The submissions by counsel who appeared on the plea were careful and thorough. Counsel acknowledged that the offences were very serious and made it clear that the thrust of his submissions was directed towards an outcome of detention in a youth training centre. To that end counsel tendered medical and psychological reports and a juvenile justice report. He supplemented those reports with oral evidence from the respondent’s girlfriend and his mother, the latter’s evidence being particularly powerful as to the effect of his remand in custody in an adult prison for some two months after his arrest. In addition, evidence was given by a court advice officer of the Juvenile Justice Unit at the Melbourne Magistrates’ Court, who said that whilst he was in custody in Malmsbury Juvenile Justice Centre there was real concern that the respondent might be suicidal. The witness said that the respondent would be “extremely vulnerable” in an adult prison.
That evidence was significant and merited weight being given to it. I would be slow to intervene on a Director’s appeal, in these circumstances, but notwithstanding the care taken by the judge I am persuaded that in the result she fell into error. That there was error in the sentencing discretion may be seen by the fact that the sentences imposed did not include any cumulation on count 3, in
recognition of the serious injury that had been intentionally caused on the first occasion. Had there been any cumulation, at all, then the total effective sentence must have exceeded the three year threshold for imprisonment in a youth training centre.

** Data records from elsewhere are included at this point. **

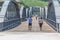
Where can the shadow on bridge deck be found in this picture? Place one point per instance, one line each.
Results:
(35, 27)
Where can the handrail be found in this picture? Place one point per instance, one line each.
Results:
(53, 21)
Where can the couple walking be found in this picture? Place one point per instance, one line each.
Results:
(40, 20)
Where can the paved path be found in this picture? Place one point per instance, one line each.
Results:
(35, 27)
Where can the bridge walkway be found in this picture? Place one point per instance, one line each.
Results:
(35, 27)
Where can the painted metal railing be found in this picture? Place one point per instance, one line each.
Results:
(9, 24)
(54, 24)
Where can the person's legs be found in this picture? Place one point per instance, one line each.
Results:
(40, 26)
(30, 26)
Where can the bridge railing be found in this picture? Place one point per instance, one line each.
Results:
(54, 25)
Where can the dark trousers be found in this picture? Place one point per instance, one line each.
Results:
(29, 26)
(40, 24)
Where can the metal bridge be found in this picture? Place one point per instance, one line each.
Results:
(14, 18)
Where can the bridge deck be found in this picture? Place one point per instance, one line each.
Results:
(35, 27)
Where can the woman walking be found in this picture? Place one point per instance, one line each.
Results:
(40, 23)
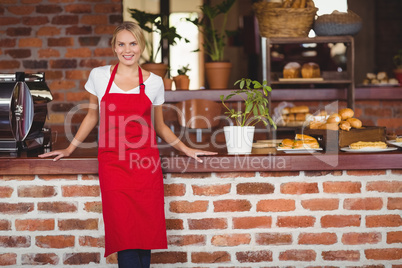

One additional matter which troubled me during the hearing of the appeal was the fact that despite the first robbery episode leading to the serious injury of a victim the respondent joined in on two further occasions of armed robberies in the homes of victims, on the last occasion being armed with a tomahawk, and yet the same sentences for armed robbery and aggravated burglary were imposed for each occasion. I expressed the view that by the third occasion a greater sentence might have been expected for those offences than was imposed for the first occasion. Although I am still inclined to that view, I accept that in some ways the first offence was much more serious than the subsequent offences, and in the circumstances I am content to endorse the approach to re-sentencing which has been proposed by Callaway, J.A.
Otherwise, for the reasons given by Callaway, J.A., I agree that the appeal ought be allowed and the respondent be re-sentenced as his Honour has proposed. I also endorse his Honour’s recommendation to the Adult Parole Board that it consider transferring the respondent to a youth training centre pursuant to s.244 of the Children and Young Persons Act 1989. In that regard I note the evidence of Mr Gene Bell, the court advice officer to whom I earlier referred, and his evidence of the respondent being impressionable and at risk of acting inappropriately in an adult prison, so much so as to “place him at risk quite significantly”.
NETTLE, J.A.:
I agree with Callaway, J.A. that the appeal should be allowed and that the respondent should be re-sentenced as his Honour has proposed.